What will the education headlines be in 2025?

A panel of experts gathered at Mary Lou Fulton Teachers College for a provocative discussion about the future of education in Arizona. Watch the complete panel discussion here.



State Representative Heather Carter, District 15

Rep. Carter is chairwoman of the House Health Committee and a member of the Elections Committee and the Committee on Energy, Environment and Natural Resources. Elected in 2010, she has won prestigious awards from education groups, veteran organizations, healthcare and patient advocacy groups, including “Legislator of the Year” honors. Carter is an alumna of ASU and currently a clinical associate professor at Mary Lou Fulton Teachers College. She was a 7th-grade teacher in the Paradise Valley District, where her daughter now attends school. She resides in Cave Creek with her husband of 20 years.


Beth Driscoll is director of educator preparation programs at the Arizona Department of Education. She oversees review and approval of educator preparation programs, educator exams, performance pay programs and national board certification. She comes from several years of experience in public education, most spent as a primary teacher. Driscoll worked in higher education as an adjunct instructor and course developer. Since becoming a National Board Certified Teacher in 2003, she has assisted Arizona teachers pursuing board certification.
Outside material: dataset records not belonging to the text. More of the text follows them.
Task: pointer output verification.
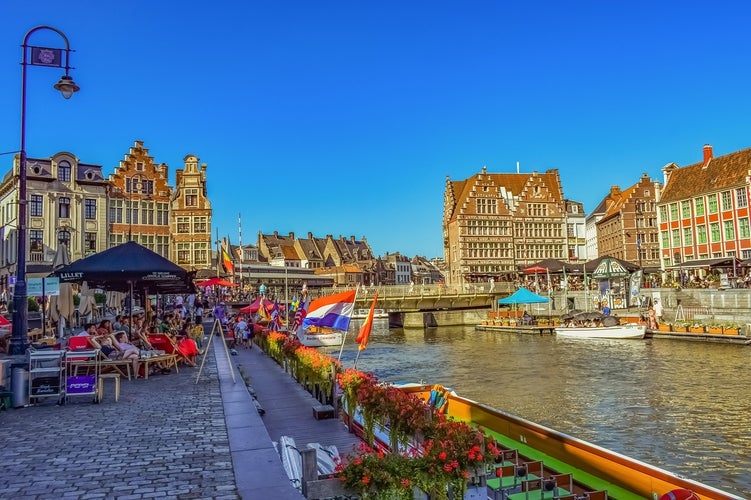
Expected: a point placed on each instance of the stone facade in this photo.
(139, 202)
(190, 217)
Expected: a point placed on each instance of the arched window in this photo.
(63, 236)
(63, 171)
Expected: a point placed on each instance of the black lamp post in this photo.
(40, 56)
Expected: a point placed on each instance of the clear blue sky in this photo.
(345, 117)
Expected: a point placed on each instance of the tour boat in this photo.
(594, 468)
(319, 336)
(627, 331)
(363, 313)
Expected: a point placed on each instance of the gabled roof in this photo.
(512, 184)
(722, 172)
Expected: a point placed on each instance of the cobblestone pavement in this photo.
(166, 437)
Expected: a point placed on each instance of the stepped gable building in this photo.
(139, 202)
(628, 228)
(576, 239)
(493, 224)
(190, 217)
(703, 211)
(67, 202)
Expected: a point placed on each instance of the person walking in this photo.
(658, 311)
David Garcia is an associate professor in Mary Lou Fulton Teachers College. He served as the associate superintendent of public instruction for Arizona, a research analyst for the state legislature and a peer consultant for the U.S. Department of Education. He consults with community organizations on education policy issues. In 2008, he was awarded the National Academy of Education Spencer Postdoctoral Fellowship. Garcia received a Bachelor of Arts and honors diploma from ASU and a master’s degree and PhD from the University of Chicago. In 2014, he was the democratic candidate for Arizona superintendent of public instruction.

Tim Ogle — For 38 years Ogle has served public schools in every capacity possible — award-winning teacher, principal, curriculum director and superintendent. He is currently executive director of the Arizona School Boards Association, a private nonprofit membership organization representing all Arizona school districts. He has served in that role since 2012. Ogle holds three advanced degrees and has published and presented nationally on educational issues. As the product of public schools and father of three public-school graduate sons, all with advanced degrees, he believes in the power and unique effectiveness of America's K–12 public school system.

Andrew F. Morrill is the 88th president of the Arizona Education Association. As president of the largest professional association in Arizona, he is committed to advancing the mission of AEA: Keeping the promise of quality public education for every Arizona student. As a classroom teacher, he was named a Tucson Realty and Trust Top 10 Teacher and a 2001 Arizona Educational Foundation Ambassador of Excellence. Nine times he was named a Marana Unified School District Top 10 Inspirational Teacher. An Arizona native, Morrill received his bachelor’s degree in English literature and a master’s degree in educational psychology from the University of Arizona. He began teaching in 1987. Calling himself the second-best teacher in his household, Morrill is married to another English teacher. They have five children.